Microsoft dodged direct questions about its visibility into the malware control domain, suggesting those queries would be better put to FireEye or GoDaddy (the current domain registrar for the malware control server). But in a response on Twitter, Microsoft spokesperson Jeff Jones seemed to confirm that control of the malicious domain had changed hands.
FireEye declined to answer questions about exactly when it learned of its own intrusion via the Orion compromise, or approximately when attackers first started offloading sensitive tools from FireEye’s network. But the question is an interesting one because its answer may speak to the motivations and priorities of the hackers.
Based on the timeline known so far, the perpetrators of this elaborate hack would have had a fairly good idea back in March which of SolarWinds’ 18,000 Orion customers were worth targeting, and perhaps even in what order.
Alan Paller, director of research for the SANS Institute, a security education and training company based in Maryland, said the attackers likely chose to prioritize their targets based on some calculation of risk versus reward.
Paller said the bad guys probably sought to balance the perceived strategic value of compromising each target with the relative likelihood that exploiting them might result in the entire operation being found out and dismantled.
“The way this probably played out is the guy running the cybercrime team asked his people to build a spreadsheet where they ranked targets by the value of what they could get from each victim,” Paller said. “And then next to that they likely put a score for how good the malware hunters are at the targets, and said let’s first go after the highest priority ones that have a hunter score of less than a certain amount.”

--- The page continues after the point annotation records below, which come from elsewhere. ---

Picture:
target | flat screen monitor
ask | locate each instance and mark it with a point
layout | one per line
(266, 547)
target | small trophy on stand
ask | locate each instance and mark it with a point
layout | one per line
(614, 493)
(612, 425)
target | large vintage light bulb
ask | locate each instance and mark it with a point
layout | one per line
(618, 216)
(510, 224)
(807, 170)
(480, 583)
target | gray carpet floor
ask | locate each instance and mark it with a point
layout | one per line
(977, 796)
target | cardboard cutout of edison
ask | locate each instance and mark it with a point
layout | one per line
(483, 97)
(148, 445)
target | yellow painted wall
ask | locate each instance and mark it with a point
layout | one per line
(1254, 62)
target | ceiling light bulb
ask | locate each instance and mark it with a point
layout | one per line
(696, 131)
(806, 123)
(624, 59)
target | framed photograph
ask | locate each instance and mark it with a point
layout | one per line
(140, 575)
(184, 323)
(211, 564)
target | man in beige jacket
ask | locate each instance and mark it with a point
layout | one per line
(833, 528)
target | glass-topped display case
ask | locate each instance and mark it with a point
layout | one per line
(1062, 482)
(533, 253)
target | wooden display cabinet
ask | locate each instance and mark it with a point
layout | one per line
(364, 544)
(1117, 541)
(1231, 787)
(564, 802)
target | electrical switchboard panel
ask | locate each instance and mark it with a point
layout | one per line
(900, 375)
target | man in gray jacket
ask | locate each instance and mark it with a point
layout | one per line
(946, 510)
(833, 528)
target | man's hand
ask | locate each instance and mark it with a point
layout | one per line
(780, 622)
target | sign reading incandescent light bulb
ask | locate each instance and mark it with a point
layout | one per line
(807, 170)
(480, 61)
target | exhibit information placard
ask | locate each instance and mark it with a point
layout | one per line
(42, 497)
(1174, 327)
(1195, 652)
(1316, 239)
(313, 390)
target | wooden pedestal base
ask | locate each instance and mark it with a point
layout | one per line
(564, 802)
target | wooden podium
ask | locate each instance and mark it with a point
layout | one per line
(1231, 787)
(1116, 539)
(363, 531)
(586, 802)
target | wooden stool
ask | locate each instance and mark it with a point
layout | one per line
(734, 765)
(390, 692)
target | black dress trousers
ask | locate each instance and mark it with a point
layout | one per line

The breach at SolarWinds could well turn into an existential event for the company, depending on how customers react and how SolarWinds is able to weather the lawsuits that will almost certainly ensue.
“The lawsuits are coming, and I hope they have a good general counsel,” said James Lewis, senior vice president at the Center for Strategic and International Studies. “Now that the government is telling people to turn off [the SolarWinds] software, the question is will anyone turn it back on?”
According to its SEC filing, total revenue from the Orion products across all customers — including those who may have had an installation of the Orion products that contained the malicious update — was approximately $343 million, or roughly 45 percent of the firm’s total revenue. SolarWinds’ stock price has fallen 25 percent since news of the breach first broke.
Some of the legal and regulatory fallout may hinge on what SolarWinds knew or should have known about the incident, when, and how it responded. For example, Vinoth Kumar, a cybersecurity “bug hunter” who has earned cash bounties and recognition from multiple companies for reporting security flaws in their products and services, posted on Twitter that he notified SolarWinds in November 2019 that the company’s software download website was protected by a simple password that was published in the clear on SolarWinds’ code repository at Github.
Andrew Morris, founder of the security firm GreyNoise Intelligence, on said that as of Tuesday evening SolarWinds still hadn’t removed the compromised Orion software updates from its distribution server.
Another open question is how or whether the incoming U.S. Congress and presidential administration will react to this apparently broad cybersecurity event. CSIS’s Lewis says he doubts lawmakers will be able to agree on any legislative response, but he said it’s likely the Biden administration will do something.
“It will be a good new focus for DHS, and the administration can issue an executive order that says federal agencies with regulatory authority need to manage these things better,” Lewis said. “But whoever did this couldn’t have picked a better time to cause a problem, because their timing almost guarantees a fumbled U.S. response.”